By Skottie Young, Filipe Andrade, and Jean-Francois Beaulieu
Reading Rocket Raccoon and Groot is a frustrating experience. That’s arguably true of pretty much every Marvel comic these days, but especially true of this particular book given how ingrained its origins are in the current major problem of Marvel comics these days. A major side-effect of Marvel’s near constant stream of shake-ups, new #1s, and branding exercises is that there’s just no continuity anymore. It’s not just that there’s no continuity in the sense of no real indication of when actions are occurring in connection to one another, like how this book opens with the Guardians of the Galaxy holding a funeral for Rocket and Groot even though they’re IN the Guardians monthly comic. No, the bigger problem is that there’s no consistency, comics are started and stopped with such frequency and seeming randomness that it’s become increasingly hard to invest in the books, mainly because even if it’s a well written and engaging comic, there’s every possibility it’ll just be abruptly ended to be replaced with something completely different. That’s very much the case with Rocket Raccoon and Groot, mainly because the Groot comic that predated it only ran 6 issues before unceremoniously ending and having nothing to do with this new one.

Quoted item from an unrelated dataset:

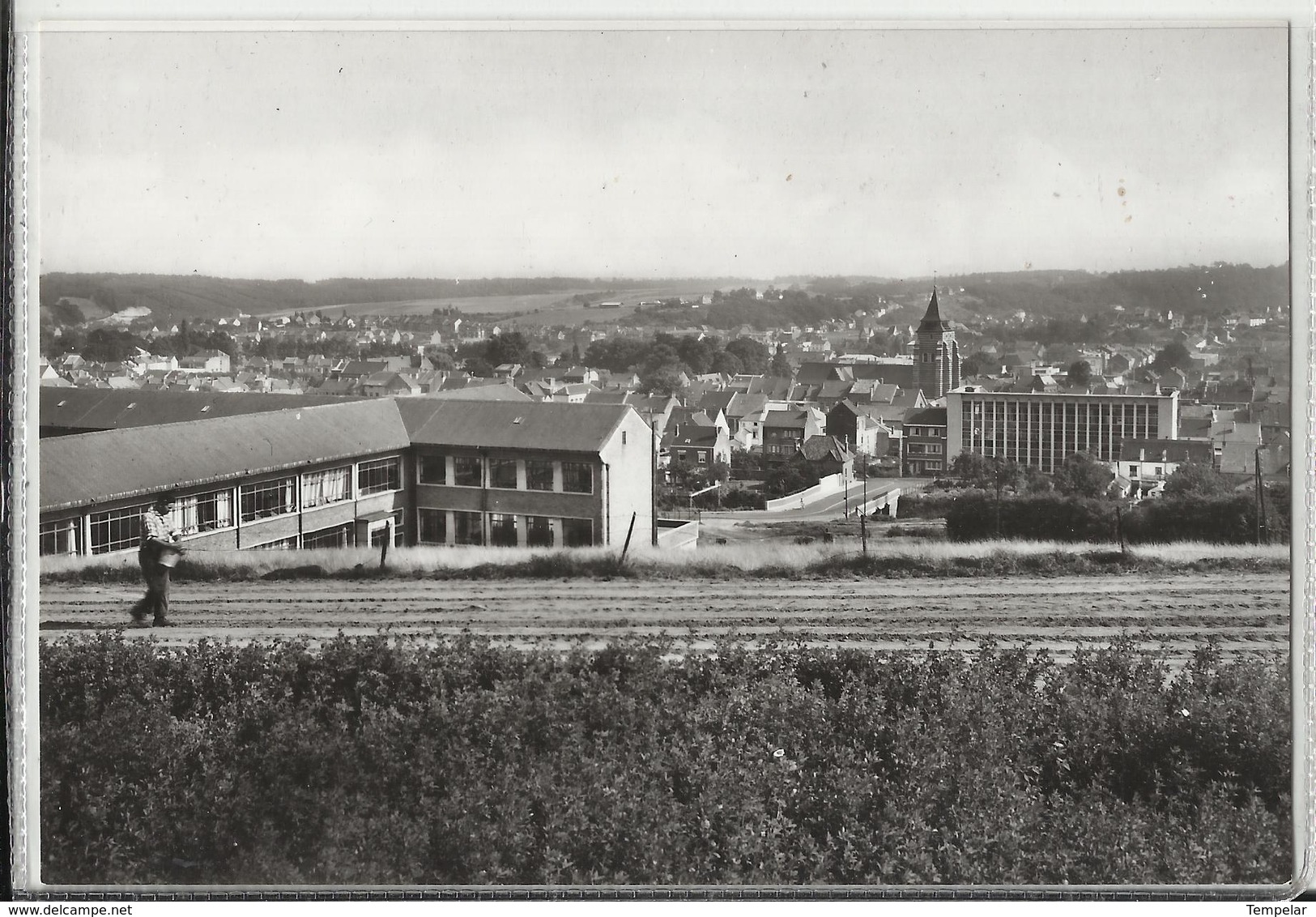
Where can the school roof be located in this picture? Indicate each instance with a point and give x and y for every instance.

To Rocket Raccoon and Groot’s credit, it’s at least an interesting read and it’s going to be a real shame when 6 months from now it all just falls apart because Civil War 2 hits the big “new #1s” button. The set-up is a little odd, as mentioned it opens with our main characters missing and presumed dead. Obviously, the two aren’t dead, but something has occurred to tear them apart and alter both significantly, with Rocket losing his memory and becoming a tyrant while Groot has gotten all carved up somehow. Splitting the pair up is a pretty solid pitch, after all it was the crux of the Groot standalone comic and that was decidedly enjoyable, but that’s also what makes the comic feel so pointless. Groot spent 6 issues trying to find and rescue Rocket already and now we’re immediately back to square 0 with a different quest for Rocket and less quality artwork. Who’s to say that in a few issues this whole cycle won’t start all over again with some new comic? It also says a lot that there’s so little in the book to really distract from this line of thinking; in fact, it’s quite the opposite. Books like Hercules and Visions could end just as easily, but they’re at least unique and engaging enough to make you forget about the fickleness of their ongoing status, Rocket Raccoon and Groot can’t help but draw attention to it.

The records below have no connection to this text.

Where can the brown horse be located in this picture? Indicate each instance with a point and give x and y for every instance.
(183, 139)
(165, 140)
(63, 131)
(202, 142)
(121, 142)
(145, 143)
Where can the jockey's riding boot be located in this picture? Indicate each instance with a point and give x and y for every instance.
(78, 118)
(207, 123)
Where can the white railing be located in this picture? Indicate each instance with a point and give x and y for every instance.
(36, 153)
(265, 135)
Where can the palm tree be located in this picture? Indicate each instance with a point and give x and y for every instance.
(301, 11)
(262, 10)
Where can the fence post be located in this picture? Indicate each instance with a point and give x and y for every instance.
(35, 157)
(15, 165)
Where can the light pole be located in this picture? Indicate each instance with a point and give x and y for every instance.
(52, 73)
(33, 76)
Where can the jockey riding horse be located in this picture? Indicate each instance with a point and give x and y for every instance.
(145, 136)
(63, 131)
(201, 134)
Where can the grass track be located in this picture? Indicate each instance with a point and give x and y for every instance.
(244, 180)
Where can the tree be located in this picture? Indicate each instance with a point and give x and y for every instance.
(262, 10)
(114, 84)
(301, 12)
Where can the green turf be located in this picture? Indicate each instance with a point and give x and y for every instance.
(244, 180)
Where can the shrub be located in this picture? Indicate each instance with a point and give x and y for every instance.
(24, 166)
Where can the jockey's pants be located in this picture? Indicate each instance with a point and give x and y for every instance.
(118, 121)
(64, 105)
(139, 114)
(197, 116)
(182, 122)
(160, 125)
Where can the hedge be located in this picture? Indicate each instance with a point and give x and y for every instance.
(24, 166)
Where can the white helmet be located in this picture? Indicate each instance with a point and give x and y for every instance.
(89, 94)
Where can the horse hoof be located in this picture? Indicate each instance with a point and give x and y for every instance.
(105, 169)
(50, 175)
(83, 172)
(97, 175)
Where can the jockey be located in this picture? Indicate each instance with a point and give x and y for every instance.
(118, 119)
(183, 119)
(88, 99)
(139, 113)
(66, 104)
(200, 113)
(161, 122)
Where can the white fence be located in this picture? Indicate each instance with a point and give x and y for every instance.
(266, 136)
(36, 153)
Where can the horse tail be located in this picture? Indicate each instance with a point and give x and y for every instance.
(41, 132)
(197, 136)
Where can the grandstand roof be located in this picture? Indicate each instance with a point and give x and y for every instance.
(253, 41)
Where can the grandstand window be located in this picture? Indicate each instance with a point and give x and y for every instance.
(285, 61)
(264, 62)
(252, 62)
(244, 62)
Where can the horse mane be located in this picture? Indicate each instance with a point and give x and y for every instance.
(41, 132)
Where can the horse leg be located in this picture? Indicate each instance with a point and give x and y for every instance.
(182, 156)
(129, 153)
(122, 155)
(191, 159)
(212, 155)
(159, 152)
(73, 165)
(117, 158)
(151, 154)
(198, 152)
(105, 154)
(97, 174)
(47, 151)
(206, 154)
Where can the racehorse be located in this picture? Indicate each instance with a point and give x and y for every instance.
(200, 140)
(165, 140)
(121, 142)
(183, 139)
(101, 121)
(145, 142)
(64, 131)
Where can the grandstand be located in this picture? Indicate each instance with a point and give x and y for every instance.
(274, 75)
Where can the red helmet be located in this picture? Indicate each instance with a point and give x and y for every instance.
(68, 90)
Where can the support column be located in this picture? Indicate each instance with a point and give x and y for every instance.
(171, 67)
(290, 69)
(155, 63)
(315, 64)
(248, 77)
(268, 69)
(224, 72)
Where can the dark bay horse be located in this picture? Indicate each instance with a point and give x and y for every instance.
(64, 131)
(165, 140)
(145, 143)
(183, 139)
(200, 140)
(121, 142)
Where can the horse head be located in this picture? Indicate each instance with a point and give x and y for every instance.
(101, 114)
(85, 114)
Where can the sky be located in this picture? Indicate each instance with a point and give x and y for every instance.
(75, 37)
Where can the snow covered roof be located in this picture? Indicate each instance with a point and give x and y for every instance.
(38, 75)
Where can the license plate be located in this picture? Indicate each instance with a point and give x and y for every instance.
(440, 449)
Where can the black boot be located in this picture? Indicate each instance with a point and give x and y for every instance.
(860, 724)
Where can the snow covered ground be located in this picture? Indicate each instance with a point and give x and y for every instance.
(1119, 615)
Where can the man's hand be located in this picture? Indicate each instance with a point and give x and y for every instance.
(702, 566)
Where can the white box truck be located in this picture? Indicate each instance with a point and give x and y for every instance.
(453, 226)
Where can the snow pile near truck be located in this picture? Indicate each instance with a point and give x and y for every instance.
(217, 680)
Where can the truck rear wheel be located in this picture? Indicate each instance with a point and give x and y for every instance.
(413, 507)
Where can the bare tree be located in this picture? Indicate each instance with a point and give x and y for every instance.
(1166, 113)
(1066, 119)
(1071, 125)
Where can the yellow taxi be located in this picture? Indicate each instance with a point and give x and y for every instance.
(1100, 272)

It also doesn’t help that spending so little time with our main characters, most of the book revolves around a weird discount version of them as something adjacent to a joke, really makes this feel like filler. Seriously, there’s no reason to spend the majority of a 22-page comic with Pockets the Possum and Shrub (yes, that’s really their name) when there’s so little to them beyond just being off-brand versions of the title characters. It’s like if Superman relaunched and we spent the majority of the comic following a different super powerful dude around but his name was Special-Man. There just isn’t enough story here to latch onto and what little story there is only serves as a retread of the prior solo series that revolved around these two that was canceled abruptly as part of a bigger event relaunch.

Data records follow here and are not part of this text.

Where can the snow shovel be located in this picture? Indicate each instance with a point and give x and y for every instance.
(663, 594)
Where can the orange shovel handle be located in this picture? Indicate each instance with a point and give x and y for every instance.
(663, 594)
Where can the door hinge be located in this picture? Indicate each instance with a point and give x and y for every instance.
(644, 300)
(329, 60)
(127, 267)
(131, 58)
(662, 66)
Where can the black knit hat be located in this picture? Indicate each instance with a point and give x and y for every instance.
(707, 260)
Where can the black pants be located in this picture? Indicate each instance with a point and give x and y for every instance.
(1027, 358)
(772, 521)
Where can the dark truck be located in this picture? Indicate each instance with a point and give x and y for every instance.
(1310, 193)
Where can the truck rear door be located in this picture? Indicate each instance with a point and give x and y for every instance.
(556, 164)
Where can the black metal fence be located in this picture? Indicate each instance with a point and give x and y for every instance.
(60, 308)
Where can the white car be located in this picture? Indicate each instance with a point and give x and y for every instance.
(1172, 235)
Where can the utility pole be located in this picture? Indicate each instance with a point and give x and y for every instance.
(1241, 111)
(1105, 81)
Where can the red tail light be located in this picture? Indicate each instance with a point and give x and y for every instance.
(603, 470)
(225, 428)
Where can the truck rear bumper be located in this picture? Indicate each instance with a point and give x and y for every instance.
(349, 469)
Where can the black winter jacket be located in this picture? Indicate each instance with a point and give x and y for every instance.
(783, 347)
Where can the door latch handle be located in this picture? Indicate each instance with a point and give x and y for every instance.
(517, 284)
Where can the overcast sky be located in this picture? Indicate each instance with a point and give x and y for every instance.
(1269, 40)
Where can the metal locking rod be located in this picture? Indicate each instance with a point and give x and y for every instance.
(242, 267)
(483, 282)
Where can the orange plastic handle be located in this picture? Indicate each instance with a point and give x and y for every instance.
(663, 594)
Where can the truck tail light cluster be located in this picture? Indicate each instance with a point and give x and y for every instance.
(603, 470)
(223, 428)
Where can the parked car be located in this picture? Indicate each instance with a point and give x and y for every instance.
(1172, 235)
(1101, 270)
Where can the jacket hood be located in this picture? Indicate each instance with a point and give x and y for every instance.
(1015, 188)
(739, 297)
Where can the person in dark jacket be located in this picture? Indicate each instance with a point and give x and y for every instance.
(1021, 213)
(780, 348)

It also doesn’t help that the art is only okay. Filipe Andrade’s style is unique, but ill-suited to this kind of comic. It’s full of a lot of sketchy lines and angular realizations that are reminiscent of Daniel Warren Johnson or James Harren, but they just feel out of place on the allegedly light-hearted “talking animal & his tree friend” comic. The color work by Jean-Francois Beaulieu is, however, an absolute stand out. Beaulieu really gets the right blend of faded background fillers along with bright, vibrant neons that really make space books like this one. He also makes much better use of block and gradient color backgrounds than most and is a very good blender.
It’s possible that event and relaunch fatigue are negatively impacting Rocket Raccoon and Groot, but as stated, there have plenty of other All-New All-Different Marvel titles that one could read without ever even thinking about their impending cancellation and restart. Superhero comics are primarily escapism after all and when they’re done well that escapism can extend to the realities of the books publishing along with life’s various other problems. Rocket Raccoon and Groot just isn’t very good escapism; it can’t escape the realities of being a filler comic on Marvel’s release balance sheet and it really doesn’t escape being a filler comic in its own series.